Legislation may have cleared the way for women to breastfeed in public in the vast majority of U.S. states, but on the wild wild west of the Internet, Facebook remains forbidden territory for pictures of the natural deed. The company’s long-standing policy of removing breastfeeding photos has been drawing steady opposition, though, resulting in real-life and virtual protests last week from women who demand the right to bare all with baby on the Web.

The group “Hey Facebook, Breastfeeding is Not Obscene,” formed last year after Facebook removed pictures of mother Kelli Roman nursing her daughter. Though it has gained steam through the Web, now boasting over 75,000 members, the most vocal of its advocates took their angst to Facebook’s physical location on Saturday with a real-life protest in front of the company’s main headquarters in Palo Alto, Calif. Silicon Valley’s Mercury News reported a relatively small turnout, with the number of photographers rivaling the number of protestors, and Facebook execs apparently absent.

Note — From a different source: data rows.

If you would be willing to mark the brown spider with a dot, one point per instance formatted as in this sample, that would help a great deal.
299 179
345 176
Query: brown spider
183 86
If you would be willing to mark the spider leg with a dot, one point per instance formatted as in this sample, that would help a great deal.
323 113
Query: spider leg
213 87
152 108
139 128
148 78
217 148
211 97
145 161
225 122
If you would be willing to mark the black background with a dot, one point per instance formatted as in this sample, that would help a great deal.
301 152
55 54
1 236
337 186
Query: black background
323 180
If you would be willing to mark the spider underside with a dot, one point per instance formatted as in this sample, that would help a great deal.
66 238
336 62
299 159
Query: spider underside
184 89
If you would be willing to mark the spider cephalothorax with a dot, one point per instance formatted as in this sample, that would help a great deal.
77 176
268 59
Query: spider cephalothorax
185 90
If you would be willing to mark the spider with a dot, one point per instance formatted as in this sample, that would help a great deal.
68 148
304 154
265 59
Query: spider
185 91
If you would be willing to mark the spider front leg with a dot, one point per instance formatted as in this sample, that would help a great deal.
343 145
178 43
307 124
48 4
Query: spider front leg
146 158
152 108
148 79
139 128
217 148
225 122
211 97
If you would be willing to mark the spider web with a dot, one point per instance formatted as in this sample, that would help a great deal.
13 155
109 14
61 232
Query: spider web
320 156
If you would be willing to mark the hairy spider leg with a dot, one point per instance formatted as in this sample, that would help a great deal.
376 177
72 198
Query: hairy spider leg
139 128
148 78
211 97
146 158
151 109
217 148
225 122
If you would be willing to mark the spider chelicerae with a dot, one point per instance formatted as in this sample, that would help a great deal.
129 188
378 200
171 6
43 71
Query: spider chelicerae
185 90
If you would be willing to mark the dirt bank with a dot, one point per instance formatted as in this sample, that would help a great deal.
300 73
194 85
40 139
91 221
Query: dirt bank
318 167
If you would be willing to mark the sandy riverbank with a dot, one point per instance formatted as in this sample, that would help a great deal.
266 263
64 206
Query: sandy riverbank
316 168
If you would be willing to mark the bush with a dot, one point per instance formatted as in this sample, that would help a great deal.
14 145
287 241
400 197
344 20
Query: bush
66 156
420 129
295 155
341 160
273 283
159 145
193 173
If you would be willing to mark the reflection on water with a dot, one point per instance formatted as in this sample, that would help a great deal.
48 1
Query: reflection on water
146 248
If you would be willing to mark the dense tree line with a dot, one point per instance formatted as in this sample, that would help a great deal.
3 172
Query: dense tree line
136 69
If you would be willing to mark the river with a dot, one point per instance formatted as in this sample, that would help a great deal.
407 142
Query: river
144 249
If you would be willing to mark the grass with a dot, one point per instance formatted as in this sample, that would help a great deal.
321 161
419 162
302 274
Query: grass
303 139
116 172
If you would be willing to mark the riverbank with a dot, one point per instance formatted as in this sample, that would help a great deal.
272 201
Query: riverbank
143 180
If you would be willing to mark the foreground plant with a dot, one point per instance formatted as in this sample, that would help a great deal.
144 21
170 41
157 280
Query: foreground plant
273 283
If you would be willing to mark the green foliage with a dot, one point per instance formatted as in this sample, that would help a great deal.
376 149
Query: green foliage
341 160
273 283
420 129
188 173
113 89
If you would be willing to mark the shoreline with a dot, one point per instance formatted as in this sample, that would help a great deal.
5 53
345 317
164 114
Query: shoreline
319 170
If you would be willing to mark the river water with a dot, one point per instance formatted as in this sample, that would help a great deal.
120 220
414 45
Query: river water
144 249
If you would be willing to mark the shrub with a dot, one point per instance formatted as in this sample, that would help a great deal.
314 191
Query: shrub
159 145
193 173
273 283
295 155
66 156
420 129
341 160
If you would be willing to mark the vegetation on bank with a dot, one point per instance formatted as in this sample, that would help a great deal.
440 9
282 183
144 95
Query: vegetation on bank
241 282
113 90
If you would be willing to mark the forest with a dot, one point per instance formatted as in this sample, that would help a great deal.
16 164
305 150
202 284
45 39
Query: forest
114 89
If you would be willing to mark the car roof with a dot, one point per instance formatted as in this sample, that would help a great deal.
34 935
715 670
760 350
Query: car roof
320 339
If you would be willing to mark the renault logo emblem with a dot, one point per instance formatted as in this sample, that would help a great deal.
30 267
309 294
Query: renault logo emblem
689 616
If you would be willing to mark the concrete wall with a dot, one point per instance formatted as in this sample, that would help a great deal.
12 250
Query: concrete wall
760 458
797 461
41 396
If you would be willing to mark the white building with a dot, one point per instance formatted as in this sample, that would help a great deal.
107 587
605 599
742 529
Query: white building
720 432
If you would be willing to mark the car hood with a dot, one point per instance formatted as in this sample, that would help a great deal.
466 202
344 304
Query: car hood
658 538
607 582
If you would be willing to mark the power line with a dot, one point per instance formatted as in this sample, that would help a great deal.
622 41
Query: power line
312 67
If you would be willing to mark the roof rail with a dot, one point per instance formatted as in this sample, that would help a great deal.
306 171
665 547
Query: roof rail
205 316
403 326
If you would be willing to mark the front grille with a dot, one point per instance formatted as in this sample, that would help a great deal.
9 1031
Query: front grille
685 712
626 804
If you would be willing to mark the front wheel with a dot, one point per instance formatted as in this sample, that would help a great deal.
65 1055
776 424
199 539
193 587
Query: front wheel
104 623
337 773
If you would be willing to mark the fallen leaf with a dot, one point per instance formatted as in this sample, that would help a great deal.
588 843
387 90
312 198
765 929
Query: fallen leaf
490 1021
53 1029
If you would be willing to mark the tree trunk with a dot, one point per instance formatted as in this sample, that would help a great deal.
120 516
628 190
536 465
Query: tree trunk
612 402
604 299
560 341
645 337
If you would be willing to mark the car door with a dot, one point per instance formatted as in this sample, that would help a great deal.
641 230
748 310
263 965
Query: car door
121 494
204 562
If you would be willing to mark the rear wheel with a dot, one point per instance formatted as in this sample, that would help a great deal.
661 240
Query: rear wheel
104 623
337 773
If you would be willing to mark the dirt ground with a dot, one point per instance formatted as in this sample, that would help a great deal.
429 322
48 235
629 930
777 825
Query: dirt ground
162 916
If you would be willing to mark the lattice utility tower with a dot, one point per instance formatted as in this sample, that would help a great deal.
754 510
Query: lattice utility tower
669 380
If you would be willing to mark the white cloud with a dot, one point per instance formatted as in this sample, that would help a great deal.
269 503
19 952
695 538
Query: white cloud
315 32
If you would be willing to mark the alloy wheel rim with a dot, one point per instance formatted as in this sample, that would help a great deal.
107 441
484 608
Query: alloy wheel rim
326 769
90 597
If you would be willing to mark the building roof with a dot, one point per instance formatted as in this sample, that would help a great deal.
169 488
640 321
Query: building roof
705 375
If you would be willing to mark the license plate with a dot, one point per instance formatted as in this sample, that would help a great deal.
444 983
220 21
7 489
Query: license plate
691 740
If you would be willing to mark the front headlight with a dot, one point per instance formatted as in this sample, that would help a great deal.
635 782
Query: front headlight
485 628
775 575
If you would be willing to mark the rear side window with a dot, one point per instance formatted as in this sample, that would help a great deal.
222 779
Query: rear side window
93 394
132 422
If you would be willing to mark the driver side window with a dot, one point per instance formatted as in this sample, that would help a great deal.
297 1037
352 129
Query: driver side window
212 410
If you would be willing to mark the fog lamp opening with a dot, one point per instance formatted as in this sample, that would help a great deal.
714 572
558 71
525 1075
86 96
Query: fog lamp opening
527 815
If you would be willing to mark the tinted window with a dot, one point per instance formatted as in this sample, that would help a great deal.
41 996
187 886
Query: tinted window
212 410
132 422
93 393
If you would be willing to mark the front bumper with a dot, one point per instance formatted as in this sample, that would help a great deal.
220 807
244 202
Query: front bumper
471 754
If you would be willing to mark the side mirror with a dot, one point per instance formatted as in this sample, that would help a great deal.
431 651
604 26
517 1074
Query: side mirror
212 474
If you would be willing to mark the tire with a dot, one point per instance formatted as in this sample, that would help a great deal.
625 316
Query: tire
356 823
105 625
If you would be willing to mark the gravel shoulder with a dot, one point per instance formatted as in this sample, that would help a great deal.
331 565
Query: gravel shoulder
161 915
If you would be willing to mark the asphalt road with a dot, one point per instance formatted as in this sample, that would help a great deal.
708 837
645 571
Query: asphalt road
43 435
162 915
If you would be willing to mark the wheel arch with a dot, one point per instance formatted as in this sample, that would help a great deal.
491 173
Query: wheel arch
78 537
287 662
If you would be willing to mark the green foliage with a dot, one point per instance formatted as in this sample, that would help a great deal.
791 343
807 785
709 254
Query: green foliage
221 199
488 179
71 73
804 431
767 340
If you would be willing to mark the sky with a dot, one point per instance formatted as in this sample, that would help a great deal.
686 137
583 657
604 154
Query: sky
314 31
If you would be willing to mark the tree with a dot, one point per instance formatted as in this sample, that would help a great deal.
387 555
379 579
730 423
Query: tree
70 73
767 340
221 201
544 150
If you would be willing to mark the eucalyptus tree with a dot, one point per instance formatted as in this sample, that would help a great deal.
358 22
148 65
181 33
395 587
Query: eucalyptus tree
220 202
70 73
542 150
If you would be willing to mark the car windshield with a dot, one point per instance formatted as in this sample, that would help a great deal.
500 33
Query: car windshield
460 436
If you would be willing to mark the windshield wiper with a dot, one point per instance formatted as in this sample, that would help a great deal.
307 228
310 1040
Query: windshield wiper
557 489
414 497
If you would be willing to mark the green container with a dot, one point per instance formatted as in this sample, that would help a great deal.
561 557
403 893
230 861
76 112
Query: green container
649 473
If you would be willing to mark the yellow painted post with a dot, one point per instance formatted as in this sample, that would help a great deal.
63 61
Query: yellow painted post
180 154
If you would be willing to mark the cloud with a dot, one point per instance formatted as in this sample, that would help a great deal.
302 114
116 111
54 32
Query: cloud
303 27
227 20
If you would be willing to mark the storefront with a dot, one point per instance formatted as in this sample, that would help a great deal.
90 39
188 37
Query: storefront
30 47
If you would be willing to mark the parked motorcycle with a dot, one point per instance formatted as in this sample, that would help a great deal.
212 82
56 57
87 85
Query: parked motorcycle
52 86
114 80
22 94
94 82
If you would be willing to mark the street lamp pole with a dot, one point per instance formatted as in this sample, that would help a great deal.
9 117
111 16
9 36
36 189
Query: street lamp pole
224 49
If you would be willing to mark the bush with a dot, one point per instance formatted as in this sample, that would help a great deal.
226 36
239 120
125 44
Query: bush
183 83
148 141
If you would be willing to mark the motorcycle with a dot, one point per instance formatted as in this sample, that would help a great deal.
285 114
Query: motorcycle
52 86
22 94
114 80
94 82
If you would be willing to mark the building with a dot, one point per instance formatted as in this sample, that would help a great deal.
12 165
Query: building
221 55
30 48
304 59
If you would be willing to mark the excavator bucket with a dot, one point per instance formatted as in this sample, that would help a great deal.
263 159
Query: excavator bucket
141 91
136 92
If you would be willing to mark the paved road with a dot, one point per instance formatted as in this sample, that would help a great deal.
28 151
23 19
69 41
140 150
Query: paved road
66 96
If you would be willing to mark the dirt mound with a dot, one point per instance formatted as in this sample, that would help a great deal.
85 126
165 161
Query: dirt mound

The protestors were joined online, though, by a larger number of mothers who chose to change their profile pictures to breast-feeding photos as a sign of virtual protest.

In Facebook’s defense, spokesman Barry Schnitt explained to the Washington Post that administrators only remove photos flagged by other users by obscene, and that it maintains the policy to keep the site safe for its audience of users aged 13 and up.

According to Schnitt, many breastfeeding photos are actually perfectly acceptable. “We take no action on the vast majority of breastfeeding photos because they follow the site’s Terms of Use,” Schnitt wrote. “Photos containing a fully exposed breast (as defined by showing the nipple or areola) do violate those Terms and may be removed.”